Pages 128-143 Summary & Analysis

In 1747, Johnson announces that he is planning to produce a dictionary of the English language. Johnson’s Dictionary of the English Language will be the most famous achievement of his career. He begins by publishing a prospectus, a plan for the dictionary, addressed to Lord Chesterfield and explaining his intention to use his own judgment to decide questions of linguistic “purity or propriety” (133).

Some booksellers contract with Johnson, and he hires a staff of six secretaries to assist him in the “mechanical part” of producing the dictionary. Boswell emphasizes that Johnson’s decision to produce such a work on his own was noteworthy, since dictionaries in other languages are usually produced by committees and “the co-operating exertions of many” (132). When someone points out that the French Academy took forty years and as many people to produce a French dictionary, Johnson replies, with a characteristic national chauvinism: “As three to sixteen hundred, so is the proportion of an Englishman to a Frenchman” (135).

Boswell mentions that Johnson showed “never-ceasing kindness” (135) to these secretaries throughout the rest of their lives, including giving monetary assistance to one of them when he fell into poverty. Throughout the book, Boswell presents instances of Johnson’s charitable actions toward the less fortunate, implied to be rooted in his strong Christian beliefs.

Boswell argues that working on the Dictionary was good for Johnson because, as a “steady continued course of occupation” (136), it kept his mind free from melancholy and depression. On the other hand, Johnson craves “more diversity of employment” (136); he therefore continues to write occasional pieces and forms a club that meets evenings to discuss literature—a foreshadowing of the later Literary Club.

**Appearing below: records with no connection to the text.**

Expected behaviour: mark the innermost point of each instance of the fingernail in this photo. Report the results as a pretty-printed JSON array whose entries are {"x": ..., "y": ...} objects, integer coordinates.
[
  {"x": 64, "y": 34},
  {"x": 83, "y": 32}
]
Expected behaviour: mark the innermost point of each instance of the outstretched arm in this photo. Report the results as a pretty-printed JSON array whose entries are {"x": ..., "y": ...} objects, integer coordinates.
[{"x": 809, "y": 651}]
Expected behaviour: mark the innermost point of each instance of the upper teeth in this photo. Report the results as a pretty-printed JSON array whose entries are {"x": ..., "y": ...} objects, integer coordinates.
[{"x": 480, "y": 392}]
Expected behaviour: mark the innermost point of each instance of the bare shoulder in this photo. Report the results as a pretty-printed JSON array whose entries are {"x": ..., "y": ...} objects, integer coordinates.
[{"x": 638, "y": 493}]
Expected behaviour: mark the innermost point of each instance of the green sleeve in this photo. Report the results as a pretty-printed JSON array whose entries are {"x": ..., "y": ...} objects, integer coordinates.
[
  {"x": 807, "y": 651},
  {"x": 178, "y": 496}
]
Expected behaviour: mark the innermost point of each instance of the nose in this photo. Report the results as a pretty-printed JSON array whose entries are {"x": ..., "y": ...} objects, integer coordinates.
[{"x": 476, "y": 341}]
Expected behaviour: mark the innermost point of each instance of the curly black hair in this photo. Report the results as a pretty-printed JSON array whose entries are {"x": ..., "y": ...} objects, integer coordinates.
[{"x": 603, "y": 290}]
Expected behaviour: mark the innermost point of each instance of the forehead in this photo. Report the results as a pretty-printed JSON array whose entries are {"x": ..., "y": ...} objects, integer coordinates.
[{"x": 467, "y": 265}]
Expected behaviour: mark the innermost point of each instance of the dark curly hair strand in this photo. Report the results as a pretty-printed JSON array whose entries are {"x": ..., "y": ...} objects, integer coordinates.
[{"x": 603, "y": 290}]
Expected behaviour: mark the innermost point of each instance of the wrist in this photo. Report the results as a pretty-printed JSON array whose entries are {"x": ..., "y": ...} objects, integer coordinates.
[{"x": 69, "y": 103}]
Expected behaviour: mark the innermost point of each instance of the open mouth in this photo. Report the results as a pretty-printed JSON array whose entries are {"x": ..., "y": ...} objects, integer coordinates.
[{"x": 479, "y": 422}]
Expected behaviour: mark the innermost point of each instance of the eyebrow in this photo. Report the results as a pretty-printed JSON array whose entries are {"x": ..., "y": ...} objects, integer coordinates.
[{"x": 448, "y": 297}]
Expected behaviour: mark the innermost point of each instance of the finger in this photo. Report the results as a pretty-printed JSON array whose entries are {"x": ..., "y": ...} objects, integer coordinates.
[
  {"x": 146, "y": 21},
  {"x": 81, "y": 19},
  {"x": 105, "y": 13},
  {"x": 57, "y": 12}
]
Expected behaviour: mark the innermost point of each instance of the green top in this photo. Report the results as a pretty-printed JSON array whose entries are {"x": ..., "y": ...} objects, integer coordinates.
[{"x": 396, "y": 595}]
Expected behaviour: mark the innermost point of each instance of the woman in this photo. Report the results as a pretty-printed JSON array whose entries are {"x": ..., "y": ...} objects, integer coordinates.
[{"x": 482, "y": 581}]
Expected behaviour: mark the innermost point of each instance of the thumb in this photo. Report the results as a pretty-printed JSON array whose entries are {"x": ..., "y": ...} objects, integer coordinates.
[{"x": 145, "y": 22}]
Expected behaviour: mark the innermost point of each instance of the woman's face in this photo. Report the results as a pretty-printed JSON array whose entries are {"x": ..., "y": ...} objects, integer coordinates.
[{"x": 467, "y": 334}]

In 1748, Johnson writes with “fervid rapidity” one of his major works of poetry, The Vanity of Human Wishes, and publishes it the following January. Like London, this is a satirical work written in imitation of Juvenal and, like much 18th-century English poetry, is cast in rhymed couplets. The poem deals moralistically with the disappointments of human life and the futility of man’s quest for greatness. However, in contrast to Juvenal’s Stoic perspective, Johnson emphasizes Christian virtue and abandonment to God’s will.

At long last, in February 1749, Irene is performed at the Drury Lane Theatre by its star and manager, David Garrick. The play is not a success and closes after nine performances; however, the short run earns Johnson a good deal of money, and the script is subsequently published. Johnson takes this failure philosophically, and Boswell considers this typical of his basic humility. While Boswell depicts Johnson stridently holding his own in debate, Johnson does not come across as a writer who is conceited about his literary efforts or devoted to self-aggrandizement or the belittlement of other writers; indeed, one can see several instances of his providing assistance to other writers.

According to Boswell, the problem with Irene is that while it has “noble sentiments, fine imagery, and beautiful language” (142), it lacks the emotional resonance that the best drama has. According to Garrick, Johnson lacks a true feeling for drama. Taking his failure as a dramatist to heart, Johnson will never again write another play.